News Intel's Nova Lake CPU reportedly has up to 52 cores — Coyote Cove P-cores and Arctic Wolf E-cores onboard

Admin · Feb 7, 2025

Leaks allege that Intel is exploring a 52-core design for its next-gen Nova Lake chips.

Intel's Nova Lake CPU reportedly has up to 52 cores — Coyote Cove P-cores and Arctic Wolf E-cores onboard : Read more

bit_user · Feb 7, 2025

If they're going to spread CPU cores across multiple chiplets, it'd be interesting to have chiplets with all P-cores and others with all E-cores. Then, Intel could easily mix & match to serve more markets.

dalek1234 · Feb 7, 2025

This Intel, so 52 cores will probably end up as 5.2 cores.

usertests · Feb 7, 2025

bit_user said:
If they're going to spread CPU cores across multiple chiplets, it'd be interesting to have chiplets with all P-cores and others with all E-cores.
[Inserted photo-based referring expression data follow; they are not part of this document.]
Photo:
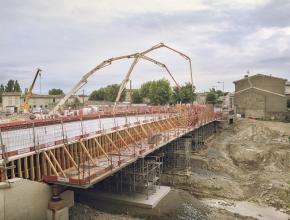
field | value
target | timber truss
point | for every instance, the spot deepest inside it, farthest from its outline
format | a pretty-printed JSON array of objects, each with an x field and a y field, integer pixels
[{"x": 89, "y": 159}]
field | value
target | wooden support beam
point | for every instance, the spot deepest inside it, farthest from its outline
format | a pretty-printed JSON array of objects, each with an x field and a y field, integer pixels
[
  {"x": 19, "y": 168},
  {"x": 32, "y": 175},
  {"x": 69, "y": 156},
  {"x": 26, "y": 174},
  {"x": 50, "y": 163},
  {"x": 87, "y": 152},
  {"x": 145, "y": 132},
  {"x": 44, "y": 165},
  {"x": 100, "y": 146},
  {"x": 122, "y": 139},
  {"x": 38, "y": 173},
  {"x": 57, "y": 163},
  {"x": 12, "y": 169},
  {"x": 131, "y": 137},
  {"x": 112, "y": 142},
  {"x": 137, "y": 132}
]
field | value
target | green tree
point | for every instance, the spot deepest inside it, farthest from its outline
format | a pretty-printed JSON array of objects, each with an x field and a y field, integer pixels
[
  {"x": 98, "y": 95},
  {"x": 183, "y": 94},
  {"x": 16, "y": 86},
  {"x": 145, "y": 89},
  {"x": 12, "y": 86},
  {"x": 55, "y": 92},
  {"x": 211, "y": 97},
  {"x": 136, "y": 96},
  {"x": 2, "y": 89},
  {"x": 160, "y": 92},
  {"x": 109, "y": 93}
]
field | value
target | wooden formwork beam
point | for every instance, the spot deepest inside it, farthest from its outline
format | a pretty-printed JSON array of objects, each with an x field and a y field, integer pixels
[
  {"x": 57, "y": 163},
  {"x": 112, "y": 142},
  {"x": 69, "y": 156},
  {"x": 137, "y": 132},
  {"x": 131, "y": 137},
  {"x": 19, "y": 168},
  {"x": 145, "y": 132},
  {"x": 26, "y": 174},
  {"x": 121, "y": 138},
  {"x": 87, "y": 152},
  {"x": 32, "y": 174},
  {"x": 100, "y": 146},
  {"x": 50, "y": 163}
]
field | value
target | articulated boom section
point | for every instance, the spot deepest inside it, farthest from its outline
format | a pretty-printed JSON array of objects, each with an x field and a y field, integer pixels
[{"x": 89, "y": 158}]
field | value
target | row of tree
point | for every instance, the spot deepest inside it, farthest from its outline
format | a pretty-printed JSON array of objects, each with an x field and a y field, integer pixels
[
  {"x": 213, "y": 95},
  {"x": 108, "y": 93},
  {"x": 157, "y": 92},
  {"x": 11, "y": 86}
]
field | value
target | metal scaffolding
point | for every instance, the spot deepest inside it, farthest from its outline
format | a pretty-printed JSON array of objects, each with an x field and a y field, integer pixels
[{"x": 143, "y": 176}]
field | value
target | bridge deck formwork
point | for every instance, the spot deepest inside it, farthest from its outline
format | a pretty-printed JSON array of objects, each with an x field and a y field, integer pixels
[{"x": 88, "y": 159}]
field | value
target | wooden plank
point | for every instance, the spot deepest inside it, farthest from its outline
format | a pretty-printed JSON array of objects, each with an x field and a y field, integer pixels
[
  {"x": 19, "y": 168},
  {"x": 87, "y": 152},
  {"x": 26, "y": 174},
  {"x": 120, "y": 136},
  {"x": 112, "y": 143},
  {"x": 32, "y": 175},
  {"x": 100, "y": 146},
  {"x": 145, "y": 132},
  {"x": 12, "y": 169},
  {"x": 38, "y": 173},
  {"x": 57, "y": 164},
  {"x": 129, "y": 135},
  {"x": 44, "y": 165},
  {"x": 50, "y": 163},
  {"x": 69, "y": 156},
  {"x": 137, "y": 132}
]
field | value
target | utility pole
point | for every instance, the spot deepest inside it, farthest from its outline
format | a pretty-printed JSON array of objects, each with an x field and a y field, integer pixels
[
  {"x": 223, "y": 86},
  {"x": 83, "y": 97},
  {"x": 130, "y": 91}
]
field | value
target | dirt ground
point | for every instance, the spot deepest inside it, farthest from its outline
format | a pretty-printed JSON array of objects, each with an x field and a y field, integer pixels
[{"x": 248, "y": 161}]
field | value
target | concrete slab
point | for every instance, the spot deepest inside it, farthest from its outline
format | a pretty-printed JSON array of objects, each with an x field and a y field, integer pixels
[{"x": 137, "y": 199}]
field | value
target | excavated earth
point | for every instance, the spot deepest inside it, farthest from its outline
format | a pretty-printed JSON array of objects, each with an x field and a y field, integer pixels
[{"x": 247, "y": 161}]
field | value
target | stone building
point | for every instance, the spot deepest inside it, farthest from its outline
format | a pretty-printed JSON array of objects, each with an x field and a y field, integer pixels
[{"x": 261, "y": 96}]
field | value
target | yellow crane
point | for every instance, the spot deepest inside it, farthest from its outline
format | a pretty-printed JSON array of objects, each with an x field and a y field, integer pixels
[{"x": 25, "y": 104}]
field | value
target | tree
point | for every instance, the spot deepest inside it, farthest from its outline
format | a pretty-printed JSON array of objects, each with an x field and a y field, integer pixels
[
  {"x": 136, "y": 96},
  {"x": 108, "y": 93},
  {"x": 98, "y": 95},
  {"x": 2, "y": 89},
  {"x": 145, "y": 89},
  {"x": 16, "y": 86},
  {"x": 12, "y": 86},
  {"x": 183, "y": 94},
  {"x": 211, "y": 97},
  {"x": 160, "y": 92},
  {"x": 55, "y": 92}
]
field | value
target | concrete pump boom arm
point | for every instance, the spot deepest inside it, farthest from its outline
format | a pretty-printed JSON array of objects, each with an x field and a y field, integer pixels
[
  {"x": 84, "y": 79},
  {"x": 142, "y": 55},
  {"x": 108, "y": 62}
]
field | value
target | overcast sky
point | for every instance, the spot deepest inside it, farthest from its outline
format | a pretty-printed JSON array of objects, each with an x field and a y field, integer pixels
[{"x": 67, "y": 38}]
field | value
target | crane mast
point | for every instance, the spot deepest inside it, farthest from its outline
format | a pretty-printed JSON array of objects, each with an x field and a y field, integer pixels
[{"x": 25, "y": 104}]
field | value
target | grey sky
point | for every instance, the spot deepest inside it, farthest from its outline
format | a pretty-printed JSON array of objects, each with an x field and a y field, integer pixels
[{"x": 67, "y": 38}]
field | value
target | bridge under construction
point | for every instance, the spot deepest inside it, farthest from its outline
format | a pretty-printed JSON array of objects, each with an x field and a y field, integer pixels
[{"x": 84, "y": 152}]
Then, Intel could easily mix & match to serve more markets.

It sounds like the plan is to connect up to two 8P + 16 E chiplets, and they'll disable some cores if needed. I think the mixing of these two types on one chiplet could help with switching tasks between the two core types without incurring a latency penalty. And this remains true for any SKU with only one of these 8+16 chiplets, since there they all are. With the exception of the LP E-cores...

Bringing LP E-cores to desktop and increasing them from 2 (Meteor Lake) to 4 could help idle power efficiency immensely if they pull it off, great for office PCs idling 90% of the time, or doing very light work, video playback, etc. If we are looking at cores that are like Golden Cove IPC at 2 GHz, four of them could do surprisingly well on the SoC tile.

thestryker · Feb 7, 2025

bit_user said:
If they're going to spread CPU cores across multiple chiplets, it'd be interesting to have chiplets with all P-cores and others with all E-cores. Then, Intel could easily mix & match to serve more markets.

Yeah this is a question Ian Cutress raised after the ADL launch. At this point I'm not really sure why they don't separate out the P and E-cores. They somewhat doubled down on the existing monolithic nature with ARL given the E-cores clusters are mixed in with the P-cores. I'm sure there are advantages in power constrained parts so maybe this is dictating client strategy.

Peksha · Feb 8, 2025

Another fake news) And Arrow Lake scaled up to 32 cores. This whole strategy with P-E on one die is a failure, as are all their pseudo-chiplets. They still have double-digit sets of dies, completely thoughtlessly fishing out money for the design and production of electronic waste. They are losing money on this, and this will not change until they understand that the strategy of chiplets should be the simpler, the better. Take AMD as an example and do the same. Dumb pride and lack of competence will not allow them to change. The era of their miserable ring bus has passed, and dumb interposers with terrible latency are not what is needed in client machines. But here we are.

bit_user · Feb 8, 2025

usertests said:
It sounds like the plan is to connect up to two 8P + 16 E chiplets, and they'll disable some cores if needed.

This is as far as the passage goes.